新しいもの、便利なもの、効率の良いものへと急かされる。
気づけば私たちは、自分の幸せさえ、どこか他人の物差しで測ってしまっている。
有限会社コス・代表取締役、ユートピアファーム奥村・園主、西岡歯科医院・歯医者。
複数の顔を持ちながら、78歳の今もな挑み続ける奥村寛道さんの言葉を聞いていると、胸の奥に問いが生まれる。
人間は、いつからこんなに不自然になってしまったのだろうか。
歯科医として、長く人の口腔と向き合ってきた奥村さんは、口腔も”歯だけの問題”として見ていない。
噛むこと。
食べること。
口腔から全身の健康を見つめること。
そこには、医療という枠を超えた、人間そのものへのまなざしがある。
「健康は口腔から始まる」
その確信を持ち、咀嚼の大切さを伝えるために、咀嚼回数測定器までつくった。
しかし、時代はまだ追いついていなかった。
世の中は、咀嚼することの価値を知らなかった。
だから測定器は、思うようには広がらなかった。
工学を学び、大企業で設計の仕事をし、31歳でその安定を手放して歯学部へ入り直した。
「脱サラ歯医者」と自ら語るその歩みは、常識から見れば遠回りかもしれない。
けれど、その遠回りのすべてが、いまの奥村さんの思想につながっている。
人は奥村さんを、歯医者と呼ぶかもしれない。
経営者と呼ぶかもしれない。
工学を学んだ人と見るかもしれない。
咀嚼の大切さを伝えようとした発明家のように見る人もいるかもしれない。
けれど本人は、こう語った。
「私は、思想家なのかもしれません」
長い人生をかけて問い続けてきた人が、ようやく自分の立ち位置を見つけたように感じた。
奥村さんが見つめているのは、歯だけではない。
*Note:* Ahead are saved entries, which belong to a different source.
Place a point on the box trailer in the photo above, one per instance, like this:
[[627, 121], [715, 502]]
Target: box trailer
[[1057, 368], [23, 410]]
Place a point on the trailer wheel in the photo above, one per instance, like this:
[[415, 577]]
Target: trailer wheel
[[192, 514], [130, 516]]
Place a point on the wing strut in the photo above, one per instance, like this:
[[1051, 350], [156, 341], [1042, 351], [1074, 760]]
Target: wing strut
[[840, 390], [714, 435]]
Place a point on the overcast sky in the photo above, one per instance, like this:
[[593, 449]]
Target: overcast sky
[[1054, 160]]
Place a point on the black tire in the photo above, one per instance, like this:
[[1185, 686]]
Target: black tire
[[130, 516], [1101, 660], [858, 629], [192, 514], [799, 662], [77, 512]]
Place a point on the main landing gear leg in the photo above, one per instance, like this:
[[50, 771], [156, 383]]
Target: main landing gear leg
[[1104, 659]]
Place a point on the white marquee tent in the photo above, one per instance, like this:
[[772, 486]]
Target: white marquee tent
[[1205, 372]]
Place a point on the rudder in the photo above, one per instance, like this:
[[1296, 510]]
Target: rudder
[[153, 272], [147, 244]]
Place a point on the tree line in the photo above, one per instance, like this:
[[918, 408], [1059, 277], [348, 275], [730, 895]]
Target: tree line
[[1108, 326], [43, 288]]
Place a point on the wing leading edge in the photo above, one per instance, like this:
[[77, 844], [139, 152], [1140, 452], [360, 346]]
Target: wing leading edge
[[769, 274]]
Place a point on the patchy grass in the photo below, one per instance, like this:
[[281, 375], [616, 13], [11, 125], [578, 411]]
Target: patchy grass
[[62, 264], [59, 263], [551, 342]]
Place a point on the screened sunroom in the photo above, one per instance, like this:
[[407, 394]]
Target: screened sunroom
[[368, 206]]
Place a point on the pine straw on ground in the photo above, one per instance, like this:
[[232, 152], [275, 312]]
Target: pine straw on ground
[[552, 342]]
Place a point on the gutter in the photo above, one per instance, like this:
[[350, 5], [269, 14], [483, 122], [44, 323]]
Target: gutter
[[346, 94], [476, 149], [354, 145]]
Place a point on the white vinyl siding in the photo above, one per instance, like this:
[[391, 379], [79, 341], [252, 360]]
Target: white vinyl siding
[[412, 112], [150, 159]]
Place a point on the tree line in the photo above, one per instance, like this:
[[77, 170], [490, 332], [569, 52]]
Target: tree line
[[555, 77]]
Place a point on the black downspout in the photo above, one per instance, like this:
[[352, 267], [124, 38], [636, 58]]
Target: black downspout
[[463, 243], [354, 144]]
口腔だけでもない
身体だけでもない。
社会のあり方であり、地域の未来であり、自然との関係であり、人間がどう生きるべきかという根本の問いだった。
そして今、奥村さんが挑んでいるのが、バイオマス発電事業である。
これは“最新技術に飛びつく挑戦”ではない。
奥村さんにとってバイオマス発電は、新しいものではない。
昔から人間がやってきたことに、もう一度戻ることだった。
山の木を使い、火を焚き、風呂を沸かし、飯を炊く。
伐ったら植える。
荒れた山を手入れする。
自然から受け取り、自然へ返していく。
それは、未来へ進むための事業でありながら、同時に、人間の根本へ帰るための挑戦でもある。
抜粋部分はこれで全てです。